Independência, será mesmo??

A independência do Brasil, deixando de ser colônia portuguesa, para ser um país independente, aconteceu no dia 07 de Setembro de 1822. Um marco histórico para o Brasil. Desde então, somos um país, de certa forma, independente. Digo, de certa forma, porque infelizmente ainda há muita coisa, que tem atrasado nosso país de ser um país realmente independente, livre. Precisamos dar o grito de independência, da corrupção, da saúde precária, da lentidão da justiça, de políticos sujos, que no discurso pensam no país, estado e cidade, mas na prática só pensam em si mesmos.

Precisamos dar o grito de independência dos péssimos gestores, que não conseguem administrar as coisas mais básicas de uma cidade. A independência soa liberdade, leveza, novos rumos, melhorias individuais e comunitárias. Na prática encontramos pessoas reféns da miséria, da violência, de uma educação precária. Há pessoas reféns de valores que na verdade são desvalores. Quando olhamos para trás e percebemos os ganhos, as conquistas, devemos também lembrar que poderia ser triplamente melhor, se não fosse os enormes desvios, falcatruas inclusive no meio de uma Pandemia.

É bom lembrar que independência sem coerência, sem boa administração, sem honestidade, sem integridade, é algo doentio. Independência que impõe pesadas taxas, pedágios caríssimos, gastos exorbitantes da máquina pública, demonstra que é uma independência doente. Independência que levanta uma bandeira partidária acima das reais necessidades do povo, não é independência. Precisamos sim, ser gratos pelos avanços, mas lembrando, cobrando, se posicionando por aquilo que verdadeiramente vale a pena, pelo que é correto e justo.

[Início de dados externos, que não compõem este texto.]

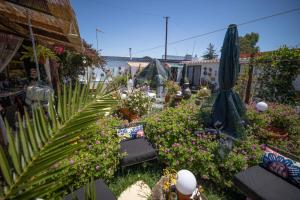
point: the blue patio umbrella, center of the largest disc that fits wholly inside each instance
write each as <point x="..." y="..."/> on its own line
<point x="228" y="112"/>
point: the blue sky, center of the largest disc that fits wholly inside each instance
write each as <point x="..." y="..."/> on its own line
<point x="139" y="24"/>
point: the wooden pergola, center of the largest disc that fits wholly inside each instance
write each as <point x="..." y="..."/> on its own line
<point x="53" y="21"/>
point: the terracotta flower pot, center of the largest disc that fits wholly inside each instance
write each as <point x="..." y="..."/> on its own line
<point x="167" y="98"/>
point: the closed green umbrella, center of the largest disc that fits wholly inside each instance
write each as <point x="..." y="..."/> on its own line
<point x="228" y="110"/>
<point x="150" y="73"/>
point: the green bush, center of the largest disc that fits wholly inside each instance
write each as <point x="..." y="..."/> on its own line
<point x="182" y="144"/>
<point x="93" y="160"/>
<point x="277" y="71"/>
<point x="282" y="117"/>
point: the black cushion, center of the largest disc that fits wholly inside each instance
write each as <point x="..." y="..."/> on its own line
<point x="258" y="183"/>
<point x="102" y="192"/>
<point x="137" y="151"/>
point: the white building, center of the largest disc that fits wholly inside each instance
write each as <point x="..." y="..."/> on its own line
<point x="200" y="71"/>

A independência começa quando o certo é certo, mesmo que todo mundo diga que está errado. ainda bem que, muito antes de 1822, há mais de 2000 anos atrás, alguém pregado numa cruz bradou: ESTÁ CONSUMADO. Esse foi o maior grito de liberdade da história, pois ali na cruz – Cristo Jesus, nos libertou das trevas trazendo-nos para a luz, para a liberdade. Em Cristo temos liberdade para dizer não aquilo que é ruim, que escraviza, em Cristo temos a liberdade de desfrutar da paz que só Ele pode dar.

Enfim em Cristo temos a resposta, não simplesmente para sermos melhores cidadãos, mas para sermos instrumentos de melhoria em todos os contextos. Em Cristo Jesus temos a graça do perdão, que nos liberta das práticas destrutivas. Deus os abençoe e lembre-se: “conhecereis a Verdade e a Verdade vos libertará” (João 8.32). A independência do Brasil é um marco importante, mas o que Cristo fez na cruz por nós, não tem comparação.